『古書の来歴』(ジェラルディン・ブルックス/武田ランダムハウスジャパン)

古書の来歴

古書の来歴

 サラエボ・ハガダーとは、中世のスペインで作られた有名な希少本だ。ユダヤ教があらゆる宗教画を禁じていた時代に、ヘブライ語で書かれたその手書きの本には挿絵がふんだんに使われていた。出エジプト記にある戒律”汝、いかなる偶像も造るなかれ”によって、中世のユダヤ教徒は宗教的な美術品をいっさい作らなかったと考えられていたが、一八九四年、全ページに細密画が描かれたその本がサラエボで発見されると、それまでの通説がくつがえり、美術史の教科書が書き換えられたのだった。
(本書p18より)

 所在不明とされていた「サラエボ・ハガダー」が発見されたとの連絡を受けた古書保存修復家のハンナ・ヒースはすぐさまサラエボに向かう。サラエボ・ハガダーの鑑定を行ったハンナは、羊皮紙の間に挟まっていた蝶の羽の欠片を発見する。紐解かれるサラエボ・ハガダーの過去。それは異端審問・焚書・迫害・紛争の歴史。そして、紡がれる未来……。といったお話です。
 戯言ですが、挿絵付きの本の出版が禁じられていた、なんて話を聞いてしまいますと、ライトノベルに対してなんだか背徳的な感じを抱いてしまいますね(笑)。
 閑話休題です。本書は、「サラエボ・ハガダー」と呼ばれる実在の書物を題材にした物語です。「ヒストリカル・ミステリ」と巻末の訳者あとがきで謳われてはいますが、ミステリ性自体はそんなに強いものではありません。ですが、そこが本書のよいところだともいえます。

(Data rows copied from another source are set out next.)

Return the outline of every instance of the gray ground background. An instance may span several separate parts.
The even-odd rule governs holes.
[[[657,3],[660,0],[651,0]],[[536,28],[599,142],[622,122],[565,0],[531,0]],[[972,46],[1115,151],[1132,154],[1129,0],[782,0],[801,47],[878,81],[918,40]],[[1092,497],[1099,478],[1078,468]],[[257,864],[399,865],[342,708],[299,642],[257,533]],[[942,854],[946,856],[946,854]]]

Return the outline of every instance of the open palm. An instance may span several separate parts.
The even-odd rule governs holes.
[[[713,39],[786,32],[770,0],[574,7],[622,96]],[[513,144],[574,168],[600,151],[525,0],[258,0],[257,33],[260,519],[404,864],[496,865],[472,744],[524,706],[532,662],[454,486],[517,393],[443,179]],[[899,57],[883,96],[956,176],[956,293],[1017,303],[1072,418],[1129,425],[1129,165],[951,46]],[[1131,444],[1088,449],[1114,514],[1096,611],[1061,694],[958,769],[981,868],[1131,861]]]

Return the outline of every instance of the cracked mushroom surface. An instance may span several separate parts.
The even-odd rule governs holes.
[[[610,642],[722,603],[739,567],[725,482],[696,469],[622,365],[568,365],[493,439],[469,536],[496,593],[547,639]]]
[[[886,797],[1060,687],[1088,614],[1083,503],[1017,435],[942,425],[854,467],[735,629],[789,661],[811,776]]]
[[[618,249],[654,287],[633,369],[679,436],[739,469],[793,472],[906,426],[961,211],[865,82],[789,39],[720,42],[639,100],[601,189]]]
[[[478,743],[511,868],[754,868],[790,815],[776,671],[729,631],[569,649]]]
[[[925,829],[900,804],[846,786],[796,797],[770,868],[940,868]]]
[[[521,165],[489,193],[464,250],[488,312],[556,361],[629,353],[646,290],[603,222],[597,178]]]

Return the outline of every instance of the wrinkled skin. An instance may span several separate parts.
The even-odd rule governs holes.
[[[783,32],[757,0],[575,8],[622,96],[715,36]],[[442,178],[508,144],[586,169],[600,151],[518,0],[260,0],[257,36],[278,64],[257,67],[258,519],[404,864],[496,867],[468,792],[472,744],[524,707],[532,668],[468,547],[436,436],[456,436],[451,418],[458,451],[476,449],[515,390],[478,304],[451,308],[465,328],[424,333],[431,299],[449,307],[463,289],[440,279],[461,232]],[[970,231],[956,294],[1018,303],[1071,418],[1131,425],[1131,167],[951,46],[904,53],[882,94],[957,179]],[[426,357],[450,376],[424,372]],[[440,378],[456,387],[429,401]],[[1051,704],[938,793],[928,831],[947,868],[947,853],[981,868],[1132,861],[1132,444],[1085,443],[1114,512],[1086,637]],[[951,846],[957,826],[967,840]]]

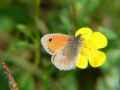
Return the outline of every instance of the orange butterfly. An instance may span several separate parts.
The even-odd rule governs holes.
[[[47,34],[41,38],[43,47],[52,55],[52,63],[60,70],[70,70],[76,67],[80,41],[80,35],[72,37],[58,33]]]

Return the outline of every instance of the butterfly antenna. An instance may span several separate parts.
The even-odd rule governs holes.
[[[10,89],[11,90],[19,90],[18,85],[17,85],[14,77],[12,76],[11,71],[10,71],[9,67],[7,66],[7,64],[2,63],[2,67],[4,69],[5,75],[8,78],[8,83],[9,83]]]

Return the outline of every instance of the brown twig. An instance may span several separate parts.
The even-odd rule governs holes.
[[[10,89],[11,90],[19,90],[18,85],[17,85],[14,77],[12,76],[11,71],[10,71],[9,67],[7,66],[7,64],[2,63],[2,67],[5,71],[5,75],[8,78],[8,83],[9,83]]]

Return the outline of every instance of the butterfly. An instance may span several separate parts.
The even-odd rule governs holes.
[[[59,70],[71,70],[76,67],[81,35],[74,37],[59,33],[46,34],[41,38],[41,43],[52,55],[51,61]]]

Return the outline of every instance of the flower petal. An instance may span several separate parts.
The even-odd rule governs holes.
[[[93,33],[93,44],[95,45],[95,48],[104,48],[107,46],[107,38],[100,32],[94,32]]]
[[[75,36],[78,36],[79,34],[91,34],[93,33],[92,30],[88,27],[80,28],[75,33]]]
[[[79,54],[78,59],[76,60],[76,66],[78,68],[84,69],[88,66],[88,59],[87,57]]]
[[[75,37],[80,34],[82,35],[82,39],[86,41],[92,38],[91,36],[93,35],[93,32],[90,28],[85,27],[85,28],[78,29],[77,32],[75,33]]]
[[[106,54],[101,51],[95,51],[89,56],[89,63],[92,67],[99,67],[106,61]]]

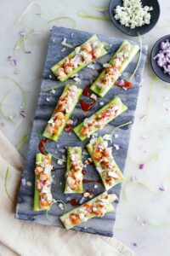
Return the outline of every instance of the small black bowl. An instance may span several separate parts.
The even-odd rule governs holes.
[[[130,0],[129,0],[130,1]],[[142,0],[143,6],[148,5],[152,6],[153,10],[150,11],[151,18],[150,18],[150,23],[149,25],[144,25],[142,26],[135,27],[135,28],[129,28],[128,26],[125,26],[123,25],[121,25],[119,20],[116,20],[115,19],[115,14],[114,9],[117,5],[122,6],[122,0],[111,0],[110,3],[110,8],[109,8],[109,14],[111,20],[113,21],[113,24],[121,30],[123,33],[130,36],[130,37],[138,37],[139,33],[140,35],[144,35],[147,33],[149,31],[150,31],[157,23],[157,20],[159,20],[160,16],[160,5],[157,0]]]
[[[151,54],[150,54],[150,62],[151,67],[154,73],[158,76],[162,80],[170,83],[170,75],[165,73],[163,72],[163,67],[161,67],[157,65],[157,60],[154,60],[154,57],[158,54],[160,50],[160,44],[161,42],[165,42],[167,39],[170,40],[170,35],[167,35],[156,42],[154,47],[152,48]]]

推理や分析ではたどり着けない真実に対して想像をめぐらす面白さが本書にはあります。
 一冊の本には物語が収められています。そうした本自体にもそれにまつわる人々の物語と、その時代時代の物語があります。そうした、まさに「古書の来歴」を描き出しているのが本書です。書物とは本来、物語を収める媒体であるはずですが、「サラエボ・ハガダー」のような書物の場合には、その存在自体が物語です。古書の保存修復家であるハンナはサラエボ・ハガダーの物語を読み解こうとします。ですが、いつの間にか「サラエボ・ハガダー」の物語の中に取りこまれてしまいます。人が物語を語るのではなく、本が物語を語る。それは一見すると主客転倒のようではありますが、人はこのようにして歴史を超えて生きていくことができるのだともいえるでしょう。冒頭に引かれている”書物が焼かれるところでは最後には人も焼かれる”というハイネの言葉の裏返しです。
 ハンナには高名な脳外科医である母がいます。母と娘の関係、対立・理解・決別の物語が、本書の「サラエボ・ハガダー」の物語と対になるかのごとく語られています。人命を直接的に救うことに人生を捧げてきた母サラからすれば、娘の仕事に一片の価値も見出すことはできません。そんな母娘の対立は、価値観と価値観が対立する歴史の縮図のようにも思えます。閉じた物語もあれば開かれた物語もあります。書物は、そうした価値観同士の狭間に常に存在し続ける存在といえるのかもしれません。
 ボスニア・ヘルツェゴビナ紛争(【参考】ボスニア・ヘルツェゴビナ紛争 - Wikipedia)を経て1996年から始まるハンナの視点を軸に、ときに過去に遡って語られるサラエボ・ハガダーが歩んできた歴史が挿まれます。ナチス焚書、異端審問による検閲、ユダヤ人迫害の歴史、偶像破壊主義者(イコノクラスト)に逆らうかの如き細密画が生み出された理由など。幾人もの人々の想いと意思によって作られ守られてきた「サラエボ・ハガダー」の歴史。
 虚構と現実とが折り重なる奥行きの深さ、スケールの壮大さ、細やかな人々の想い。ビブリオ・ミステリ*1が好きな方や歴史ものが好きな方はもちろんのこと、多くの方に広くオススメしたい一冊です。